Kinesin kidnapping: When a herpesvirus initially infects you, its beachhead is the cells of the mucous membranes of your skin. There, it replicates, potentially creating its signature cold sore or pox, before retreating to the nerve cells to hide from the immune system.

But it’s doing more than replicating there: it’s also kidnapping their kinesin engines — and assimilating them, Borg-style. When the viruses invade the nerve cells and the last stop on the axon, they whip out their kidnapped kinesin and drove their way to the nucleus.

To uncover the kidnapping, the team used a tool developed by University of Michigan researcher Kristin Verhey. Verhey’s tool allowed them to attach an on/off switch to the kinesin in the skin cells that the herpesviruses are grown in.

Herpesvirus makes it to the neuron’s nucleus using a protein engine kidnapped from our own cells.

When those viruses were introduced to the nerve cells and had the “off” switch thrown, they couldn’t make it to the nucleus, instead causing a pileup in the centrosome — the end of line. 

“This is the first discovery of any virus repurposing a cellular protein and using it to drive subsequent rounds of infection,” study lead author Caitlin Pegg said.

So why does herpesvirus steal kinesin from the skin cells, instead of grabbing it inside the neuron?

“That’s a great question,” Smith says.

Nobody knows. But the virus couldn’t make it to the nucleus without its kidnapped engine — when the skin cell kinesin was turned off, it couldn’t reach the nucleus, even when the kinesin in the neuron was left alone. 

Why you should care: We may not yet know why herpesvirus likes to kidnap kinesin, but the discovery could prove to be important — and not just for herpesviruses.

Nature rarely abandons an effective idea, and the virus world is a ruthless meritocracy. Now that researchers know assimilation is possible, we may find out that other viruses are deploying similar tricks.

Figuring out how herpesvirus hides can also be an important step to creating a herpes vaccine and new antivirals. 

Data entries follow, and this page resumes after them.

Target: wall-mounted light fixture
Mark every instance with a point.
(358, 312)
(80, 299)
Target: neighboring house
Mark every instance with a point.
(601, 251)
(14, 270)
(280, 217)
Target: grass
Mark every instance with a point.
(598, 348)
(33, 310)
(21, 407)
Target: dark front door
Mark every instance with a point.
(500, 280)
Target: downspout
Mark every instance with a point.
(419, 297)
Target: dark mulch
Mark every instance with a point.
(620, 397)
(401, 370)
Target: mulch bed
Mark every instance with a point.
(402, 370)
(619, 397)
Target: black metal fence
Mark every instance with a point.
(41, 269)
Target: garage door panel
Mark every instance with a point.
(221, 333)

Some of our most successful vaccines use live viruses that have been weakened. Weakened herpesviruses could be effective in provoking an immune response, but they have proven difficult to make.

“Live-attenuated herpes simplex vaccines are a significant design challenge,” Smith told me via email. “Ideally, the vaccine should stay out of the nervous system, but how to stop that from happening was unclear.”

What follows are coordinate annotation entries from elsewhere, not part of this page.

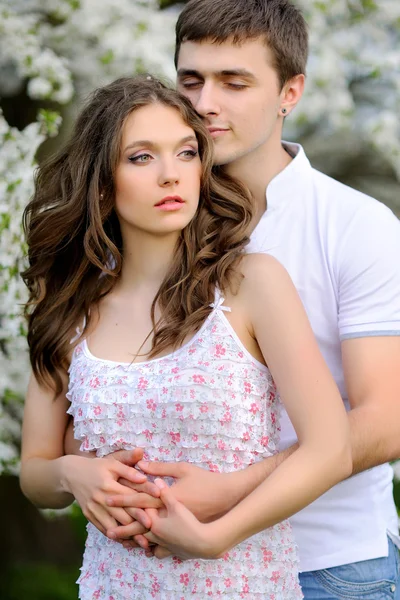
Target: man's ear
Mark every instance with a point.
(291, 93)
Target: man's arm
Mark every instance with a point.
(372, 375)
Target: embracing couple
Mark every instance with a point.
(211, 400)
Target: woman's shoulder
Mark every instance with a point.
(259, 269)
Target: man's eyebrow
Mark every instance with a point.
(150, 144)
(189, 73)
(224, 73)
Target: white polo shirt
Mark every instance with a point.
(342, 250)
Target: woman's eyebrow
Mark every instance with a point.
(150, 144)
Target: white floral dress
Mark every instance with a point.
(209, 403)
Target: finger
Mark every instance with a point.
(160, 552)
(121, 515)
(134, 501)
(130, 544)
(97, 524)
(124, 532)
(139, 515)
(128, 457)
(153, 539)
(142, 542)
(162, 469)
(166, 495)
(146, 488)
(101, 515)
(129, 473)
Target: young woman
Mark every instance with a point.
(178, 340)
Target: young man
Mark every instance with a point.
(242, 65)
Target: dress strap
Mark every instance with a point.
(219, 301)
(79, 331)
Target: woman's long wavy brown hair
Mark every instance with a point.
(74, 238)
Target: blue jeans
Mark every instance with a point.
(377, 579)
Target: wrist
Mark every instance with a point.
(217, 539)
(67, 465)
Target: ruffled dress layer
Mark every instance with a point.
(209, 403)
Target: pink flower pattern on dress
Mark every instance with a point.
(208, 403)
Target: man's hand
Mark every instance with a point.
(205, 494)
(91, 480)
(177, 531)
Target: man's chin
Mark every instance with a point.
(223, 158)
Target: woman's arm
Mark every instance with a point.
(51, 480)
(306, 387)
(43, 467)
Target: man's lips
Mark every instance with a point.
(215, 131)
(170, 201)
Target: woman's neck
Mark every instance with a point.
(146, 260)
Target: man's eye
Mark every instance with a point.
(237, 86)
(190, 84)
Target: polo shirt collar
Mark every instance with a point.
(292, 181)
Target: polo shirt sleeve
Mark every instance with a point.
(369, 274)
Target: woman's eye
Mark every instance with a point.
(189, 154)
(141, 158)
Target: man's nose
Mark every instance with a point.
(207, 103)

“They are, in a sense, the greatest scientists of all. They’ve been studying us for longer than we’ve been self-aware that we were people in the first place.”

Gregory A. Smith

If a vaccine was built using herpesviruses that were mutated to not be able to assimilate the kinesin, however, then a live-attenuated vaccine may be on the table.  

“Upon vaccination, such a live-attenuated virus would infect the mucous membranes,” producing an immune response, Smith said, “but then would not be able to run and hide in the nervous system.”

Antivirals aimed at this important stage could also throw a wrench in the virus’ replication cycle; a process unique to a certain virus is a prime target for an antiviral drug.

But big picture, understanding the way a virus that knows us so well works can also help us humans learn about ourselves.

“They are, in a sense, the greatest scientists of all,” Smith says. “They’ve been studying us for longer than we’ve been self-aware that we were people in the first place.”